Parallel Merge Sort

Parallel merge sort extends merge sort by executing recursive subproblems concurrently. The structure remains divide and conquer, but the recursion tree becomes a parallel computation graph.

You split the array into halves, sort each half in parallel, then merge the results. The merge step can also be parallelized using partitioning techniques.

Problem

Given an array $A$ of size $n$ , produce a sorted array in nondecreasing order using parallel computation.

Algorithm

The recursion forks at each level. Each subproblem runs independently.

parallel_merge_sort(A):
    if length(A) <= 1:
        return A

    split A into L and R

    spawn task:
        parallel_merge_sort(L)

    spawn task:
        parallel_merge_sort(R)

    wait for both tasks to finish

    return parallel_merge(L, R)

The key difference from sequential merge sort is the use of parallel tasks instead of sequential recursive calls.

Parallel Merge

A naive merge remains sequential and becomes the bottleneck. A parallel merge divides work by partitioning one array and locating corresponding positions in the other.

parallel_merge(A, B):
    if small:
        return sequential_merge(A, B)

    pick median of A
    find position in B using binary search

    split into two independent merges:
        left: A_left + B_left
        right: A_right + B_right

    execute both merges in parallel

Complexity

Let $T_1(n)$ be total work and $T_\infty(n)$ be span.

measure	value
work $T_1(n)$	$O(n \log n)$
span $T_\infty(n)$	$O(\log^2 n)$
parallelism $T_1 / T_\infty$	$O(n / \log n)$

With optimized parallel merge, span can be reduced closer to:

O(\log n)

Cost Model

Assume $p$ processors.

processors	time
$p = 1$	$O(n \log n)$
$p \le n / \log n$	near linear speedup
large $p$	limited by span

Speedup depends on merge efficiency and scheduling overhead.

Correctness

Each recursive call sorts its subarray correctly. The merge step combines two sorted arrays into a sorted result. Parallel execution does not change data dependencies, so correctness follows from the sequential version.

Practical Considerations

Task granularity matters. Very small tasks should run sequentially to avoid overhead.
Memory bandwidth becomes the dominant cost for large arrays.
Parallel merge requires extra care to avoid contention and false sharing.
Work stealing schedulers improve load balancing.

When to Use

Use parallel merge sort when:

the dataset is large
multiple cores or distributed workers are available
stable sorting is required
predictable $O(n \log n)$ behavior is preferred

For in memory single thread workloads, optimized sequential sorts such as introsort or timsort are usually faster.

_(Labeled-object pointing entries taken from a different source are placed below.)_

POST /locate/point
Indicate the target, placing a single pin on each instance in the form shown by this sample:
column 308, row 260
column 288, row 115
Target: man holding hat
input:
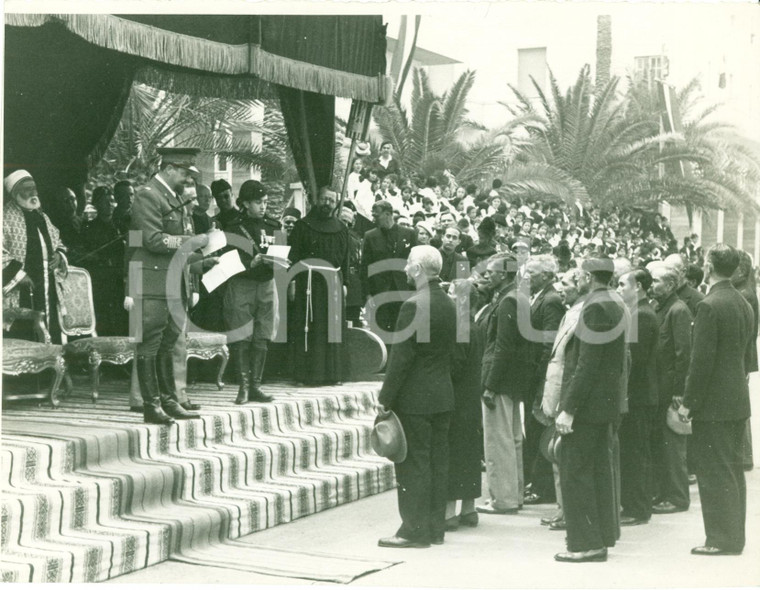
column 419, row 390
column 250, row 301
column 593, row 383
column 160, row 225
column 33, row 254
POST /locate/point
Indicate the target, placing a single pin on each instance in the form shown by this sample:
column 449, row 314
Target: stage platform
column 89, row 492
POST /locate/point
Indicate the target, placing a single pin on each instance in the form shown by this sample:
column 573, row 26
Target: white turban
column 10, row 181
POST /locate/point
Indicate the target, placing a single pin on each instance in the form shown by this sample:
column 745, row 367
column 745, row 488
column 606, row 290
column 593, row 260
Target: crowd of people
column 532, row 283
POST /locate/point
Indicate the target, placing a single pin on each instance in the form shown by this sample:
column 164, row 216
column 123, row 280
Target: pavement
column 503, row 551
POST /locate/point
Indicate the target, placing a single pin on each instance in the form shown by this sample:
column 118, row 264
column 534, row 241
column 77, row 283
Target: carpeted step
column 90, row 492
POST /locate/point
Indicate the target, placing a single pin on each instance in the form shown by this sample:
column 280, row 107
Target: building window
column 531, row 63
column 651, row 68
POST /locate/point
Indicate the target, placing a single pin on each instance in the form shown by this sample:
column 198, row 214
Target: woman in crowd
column 465, row 429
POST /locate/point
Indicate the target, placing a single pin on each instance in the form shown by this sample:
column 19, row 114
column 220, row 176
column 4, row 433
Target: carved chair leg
column 95, row 360
column 60, row 370
column 220, row 376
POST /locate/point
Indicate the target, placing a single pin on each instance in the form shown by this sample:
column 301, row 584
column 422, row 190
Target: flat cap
column 181, row 157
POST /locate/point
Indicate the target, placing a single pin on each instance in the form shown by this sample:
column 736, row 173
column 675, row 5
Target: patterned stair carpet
column 89, row 492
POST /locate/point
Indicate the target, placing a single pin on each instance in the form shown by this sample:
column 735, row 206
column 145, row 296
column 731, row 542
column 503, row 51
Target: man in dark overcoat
column 387, row 242
column 546, row 312
column 671, row 477
column 593, row 384
column 419, row 390
column 717, row 401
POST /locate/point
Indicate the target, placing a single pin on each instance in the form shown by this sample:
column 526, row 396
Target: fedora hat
column 388, row 439
column 549, row 444
column 674, row 422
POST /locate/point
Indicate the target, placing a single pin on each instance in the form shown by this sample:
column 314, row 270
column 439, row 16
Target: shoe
column 240, row 361
column 667, row 508
column 582, row 556
column 401, row 543
column 532, row 499
column 146, row 377
column 488, row 509
column 707, row 550
column 632, row 521
column 548, row 520
column 470, row 519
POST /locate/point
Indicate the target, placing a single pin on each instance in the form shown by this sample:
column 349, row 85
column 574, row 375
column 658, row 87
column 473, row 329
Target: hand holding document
column 216, row 241
column 229, row 265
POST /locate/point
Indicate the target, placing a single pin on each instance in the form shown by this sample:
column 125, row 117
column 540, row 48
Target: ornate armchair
column 22, row 357
column 76, row 315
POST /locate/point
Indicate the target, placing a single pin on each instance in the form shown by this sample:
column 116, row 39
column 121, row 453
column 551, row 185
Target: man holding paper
column 250, row 302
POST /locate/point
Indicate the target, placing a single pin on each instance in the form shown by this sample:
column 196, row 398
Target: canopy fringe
column 111, row 32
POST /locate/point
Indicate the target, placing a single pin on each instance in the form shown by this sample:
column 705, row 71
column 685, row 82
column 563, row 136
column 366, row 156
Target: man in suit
column 546, row 312
column 506, row 377
column 160, row 225
column 671, row 477
column 385, row 290
column 418, row 388
column 593, row 384
column 636, row 429
column 717, row 401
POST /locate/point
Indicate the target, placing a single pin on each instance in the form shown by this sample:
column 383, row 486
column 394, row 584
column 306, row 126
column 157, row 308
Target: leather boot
column 240, row 360
column 258, row 360
column 168, row 389
column 146, row 376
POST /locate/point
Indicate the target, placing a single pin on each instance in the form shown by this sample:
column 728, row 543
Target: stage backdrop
column 67, row 78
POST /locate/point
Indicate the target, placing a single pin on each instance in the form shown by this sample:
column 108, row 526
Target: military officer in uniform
column 250, row 302
column 159, row 227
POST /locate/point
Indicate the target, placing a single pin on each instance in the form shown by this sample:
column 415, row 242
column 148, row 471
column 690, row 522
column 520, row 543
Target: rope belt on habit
column 309, row 309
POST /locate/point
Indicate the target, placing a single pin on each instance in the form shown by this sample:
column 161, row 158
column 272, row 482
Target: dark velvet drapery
column 63, row 101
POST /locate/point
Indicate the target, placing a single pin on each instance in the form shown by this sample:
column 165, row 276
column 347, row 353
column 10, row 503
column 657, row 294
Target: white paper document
column 216, row 241
column 229, row 265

Implementation (Go, simplified)

func ParallelMergeSort(a []int) []int {
	if len(a) <= 1 {
		return a
	}

	mid := len(a) / 2

	var left, right []int
	done := make(chan struct{}, 2)

	go func() {
		left = ParallelMergeSort(a[:mid])
		done <- struct{}{}
	}()

	go func() {
		right = ParallelMergeSort(a[mid:])
		done <- struct{}{}
	}()

	<-done
	<-done

	return merge(left, right)
}

func merge(a, b []int) []int {
	res := make([]int, 0, len(a)+len(b))
	i, j := 0, 0

	for i < len(a) && j < len(b) {
		if a[i] <= b[j] {
			res = append(res, a[i])
			i++
		} else {
			res = append(res, b[j])
			j++
		}
	}

	res = append(res, a[i:]...)
	res = append(res, b[j:]...)
	return res
}